Fluazuron requires at least 42 days for residue to clear from the animal’s system, but shorter treatment cycles most likely caused the presence of the compound in the meat, officials said.

Livestock Minister Alfredo Fratti and Deputy Minister Matías Carámbula said the contaminated beef was destroyed before reaching consumers and that Chinese authorities did not impose sanctions.

However, the Chinese government notified Uruguay that it will increase sampling of Uruguayan beef arriving at its ports by 80%.

China is the primary destination for Uruguayan beef, accounting for about 60% of its meat exports.
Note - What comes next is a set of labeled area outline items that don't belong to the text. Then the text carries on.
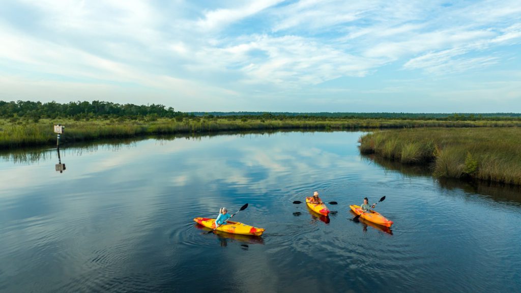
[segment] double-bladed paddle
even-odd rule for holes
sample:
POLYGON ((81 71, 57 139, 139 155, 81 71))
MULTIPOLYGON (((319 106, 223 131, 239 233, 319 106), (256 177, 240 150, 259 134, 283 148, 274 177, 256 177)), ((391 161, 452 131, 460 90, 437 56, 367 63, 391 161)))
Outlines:
MULTIPOLYGON (((233 216, 234 216, 235 214, 237 214, 237 213, 240 212, 241 211, 244 211, 244 210, 246 210, 246 208, 247 207, 248 207, 248 204, 247 203, 246 203, 246 204, 243 205, 241 207, 241 209, 239 211, 237 211, 235 213, 233 213, 233 214, 230 217, 230 218, 231 218, 233 217, 233 216)), ((227 221, 228 220, 227 220, 227 221)), ((224 224, 224 223, 223 223, 223 224, 224 224)), ((222 225, 222 224, 221 224, 221 225, 222 225)), ((221 226, 221 225, 219 225, 219 226, 217 226, 217 227, 215 227, 215 229, 214 229, 212 231, 209 231, 207 234, 209 234, 210 233, 213 232, 214 231, 215 231, 217 229, 217 228, 219 228, 219 227, 221 226)))
MULTIPOLYGON (((378 201, 377 201, 377 202, 375 202, 375 203, 373 204, 373 206, 372 206, 373 208, 373 209, 375 208, 375 206, 376 205, 377 203, 379 203, 379 202, 380 202, 381 201, 383 201, 383 200, 385 200, 385 199, 386 199, 386 196, 383 196, 383 197, 382 197, 382 198, 380 199, 380 200, 379 200, 378 201)), ((363 212, 362 213, 363 213, 363 212)), ((361 215, 362 215, 362 214, 360 214, 359 215, 356 215, 356 217, 353 218, 353 221, 357 220, 358 219, 358 218, 360 217, 360 216, 361 216, 361 215)))
MULTIPOLYGON (((304 203, 302 202, 302 201, 300 201, 300 200, 295 200, 295 201, 293 202, 293 203, 294 203, 295 204, 299 204, 299 203, 304 203)), ((315 203, 311 202, 309 203, 315 203)), ((336 201, 330 201, 329 202, 324 202, 322 203, 327 203, 328 204, 338 204, 338 203, 336 201)), ((315 203, 315 204, 319 204, 315 203)))

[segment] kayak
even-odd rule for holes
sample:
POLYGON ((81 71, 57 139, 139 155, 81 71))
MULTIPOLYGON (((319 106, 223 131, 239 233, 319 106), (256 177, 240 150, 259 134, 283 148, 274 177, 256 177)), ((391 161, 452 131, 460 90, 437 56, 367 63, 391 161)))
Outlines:
POLYGON ((361 218, 365 219, 368 221, 378 224, 378 225, 381 225, 382 226, 385 226, 386 227, 391 227, 391 225, 393 224, 393 222, 392 221, 386 219, 385 217, 380 215, 379 213, 377 213, 374 211, 370 211, 370 213, 364 213, 362 211, 359 205, 353 204, 350 205, 349 207, 351 207, 351 210, 354 212, 355 214, 361 215, 361 218))
MULTIPOLYGON (((353 216, 356 215, 356 214, 355 214, 355 212, 353 212, 353 211, 350 211, 349 212, 351 213, 353 216)), ((386 226, 382 226, 381 225, 378 225, 376 223, 373 223, 372 222, 369 222, 361 217, 358 218, 358 221, 360 221, 360 223, 365 224, 366 226, 370 226, 373 228, 374 228, 375 229, 376 229, 377 230, 380 230, 382 232, 385 232, 386 233, 391 234, 391 235, 392 235, 392 230, 391 230, 391 228, 389 227, 387 227, 386 226)))
MULTIPOLYGON (((194 218, 194 221, 210 229, 215 229, 215 219, 209 218, 194 218)), ((233 234, 241 234, 243 235, 255 235, 259 236, 264 232, 263 228, 256 228, 238 222, 228 221, 226 224, 217 227, 218 231, 228 232, 233 234)))
POLYGON ((326 205, 324 203, 312 203, 309 202, 311 201, 311 199, 313 197, 312 197, 306 198, 306 204, 309 207, 309 209, 311 209, 313 212, 318 213, 321 215, 327 216, 329 214, 329 210, 328 210, 327 206, 326 206, 326 205))

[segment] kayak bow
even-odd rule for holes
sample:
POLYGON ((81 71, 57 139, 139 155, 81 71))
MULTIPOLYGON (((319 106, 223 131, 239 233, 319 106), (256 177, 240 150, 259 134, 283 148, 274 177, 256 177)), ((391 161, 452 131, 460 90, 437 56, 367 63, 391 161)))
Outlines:
MULTIPOLYGON (((197 217, 194 218, 194 221, 207 228, 215 229, 215 219, 197 217)), ((256 236, 262 235, 264 232, 264 229, 263 228, 256 228, 240 222, 231 221, 228 221, 226 224, 219 226, 217 227, 217 230, 233 234, 255 235, 256 236)))
POLYGON ((306 198, 306 204, 311 209, 313 212, 318 213, 321 215, 327 216, 329 214, 329 210, 324 203, 313 203, 310 202, 313 197, 306 198))
POLYGON ((370 211, 370 213, 364 213, 362 212, 359 205, 354 204, 350 205, 349 207, 355 214, 360 215, 361 218, 364 218, 368 221, 378 224, 378 225, 381 225, 382 226, 385 226, 386 227, 391 227, 391 225, 393 224, 393 222, 392 221, 387 219, 385 217, 380 215, 379 213, 374 211, 370 211))

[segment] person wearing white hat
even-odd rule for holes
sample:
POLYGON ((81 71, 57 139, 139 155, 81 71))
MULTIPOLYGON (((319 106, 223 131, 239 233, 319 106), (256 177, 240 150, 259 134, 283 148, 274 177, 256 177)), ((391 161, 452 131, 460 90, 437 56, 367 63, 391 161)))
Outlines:
POLYGON ((227 209, 221 207, 221 209, 219 210, 219 215, 217 216, 217 218, 215 219, 216 227, 226 224, 227 221, 233 216, 233 215, 230 216, 230 214, 228 213, 227 209))
POLYGON ((309 202, 312 203, 318 204, 323 203, 322 202, 322 200, 320 199, 320 198, 318 197, 318 192, 317 191, 313 192, 313 196, 312 197, 311 200, 309 201, 309 202))

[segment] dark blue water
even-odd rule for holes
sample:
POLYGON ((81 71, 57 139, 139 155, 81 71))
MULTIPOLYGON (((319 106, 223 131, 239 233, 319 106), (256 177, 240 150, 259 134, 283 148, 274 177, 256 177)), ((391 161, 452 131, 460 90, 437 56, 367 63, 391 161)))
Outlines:
POLYGON ((0 154, 1 292, 521 290, 518 188, 361 156, 361 132, 146 139, 0 154), (401 170, 398 170, 401 169, 401 170), (318 191, 329 218, 303 204, 318 191), (353 222, 371 203, 390 229, 353 222), (245 203, 261 237, 195 217, 245 203))

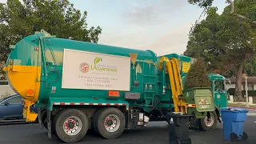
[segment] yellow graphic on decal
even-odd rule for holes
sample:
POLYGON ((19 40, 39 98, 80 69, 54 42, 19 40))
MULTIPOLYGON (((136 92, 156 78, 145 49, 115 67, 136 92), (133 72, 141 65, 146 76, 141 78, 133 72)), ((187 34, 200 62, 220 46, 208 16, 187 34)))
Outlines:
POLYGON ((190 69, 190 62, 182 62, 182 73, 187 73, 190 69))

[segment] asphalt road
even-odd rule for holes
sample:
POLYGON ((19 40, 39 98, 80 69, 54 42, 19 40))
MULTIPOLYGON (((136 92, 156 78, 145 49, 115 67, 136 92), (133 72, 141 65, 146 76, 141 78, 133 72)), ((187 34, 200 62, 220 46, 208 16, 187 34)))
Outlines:
MULTIPOLYGON (((150 122, 147 128, 125 130, 116 139, 104 139, 93 132, 78 143, 95 144, 168 144, 169 131, 166 122, 150 122)), ((256 144, 256 110, 248 113, 247 121, 244 122, 244 131, 249 138, 246 141, 231 142, 223 140, 222 125, 218 124, 214 131, 203 132, 190 130, 193 144, 256 144)), ((0 126, 1 144, 51 144, 62 143, 55 136, 47 137, 46 130, 39 129, 38 124, 0 126)))

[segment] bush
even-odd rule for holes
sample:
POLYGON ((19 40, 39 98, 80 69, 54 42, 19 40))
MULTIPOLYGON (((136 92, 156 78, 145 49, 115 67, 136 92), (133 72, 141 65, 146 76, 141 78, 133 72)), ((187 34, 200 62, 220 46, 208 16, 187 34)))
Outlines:
POLYGON ((194 87, 210 87, 206 66, 202 58, 198 58, 192 64, 190 70, 186 76, 184 89, 194 87))
MULTIPOLYGON (((235 92, 235 89, 234 88, 230 88, 227 90, 230 95, 234 95, 234 92, 235 92)), ((247 90, 248 92, 248 96, 256 96, 256 90, 247 90)), ((242 95, 246 95, 246 90, 242 90, 242 95)))

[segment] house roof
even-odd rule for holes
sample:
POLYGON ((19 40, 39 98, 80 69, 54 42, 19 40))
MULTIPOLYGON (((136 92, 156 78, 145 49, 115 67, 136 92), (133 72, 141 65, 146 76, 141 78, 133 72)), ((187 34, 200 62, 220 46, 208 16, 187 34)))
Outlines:
MULTIPOLYGON (((229 78, 231 83, 235 83, 236 78, 229 78)), ((244 78, 242 78, 242 83, 246 83, 246 80, 244 78)), ((248 77, 247 83, 255 83, 256 84, 256 77, 248 77)))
In 2024, Uruguay shipped 361,720 tons of beef as part of 681,827 tons of total meat products that generated $2.57 billion in revenue.

Uruguayan authorities announced five measures to prevent new rejections: strengthening inspections at slaughterhouses and export plants with a focus on detecting fluazuron; launching a national training campaign on the responsible use of veterinary drugs; increasing sampling at processing plants by 20%; toughening financial and administrative sanctions for producers or professionals found responsible; and establishing a national tick-control plan as a state policy.

Carámbula said on a local television program that Uruguay’s livestock traceability system allowed officials to quickly identify the farms from which the affected animals originated and suspend their shipments while the investigation continues.

Penalties may include fines of up to $2,000 and the temporary suspension of livestock deliveries for slaughter.

Carámbula said food-safety controls apply to meat destined for both export and the domestic market, and that products with residue levels above permitted limits are destroyed before they reach consumers.

So far, the incident has not caused significant economic impact, but it has raised concern within the meat sector.

“In economic terms, it was not a major impact because only two containers were rejected. But if other cases appear with residues of these products, then it could certainly become complicated,” Carámbula said.

The Uruguayan government said it maintains a relationship of trust and cooperation with China, and that the measures taken already have been formally communicated to the Chinese ambassador in Montevideo and to Chinese health authorities.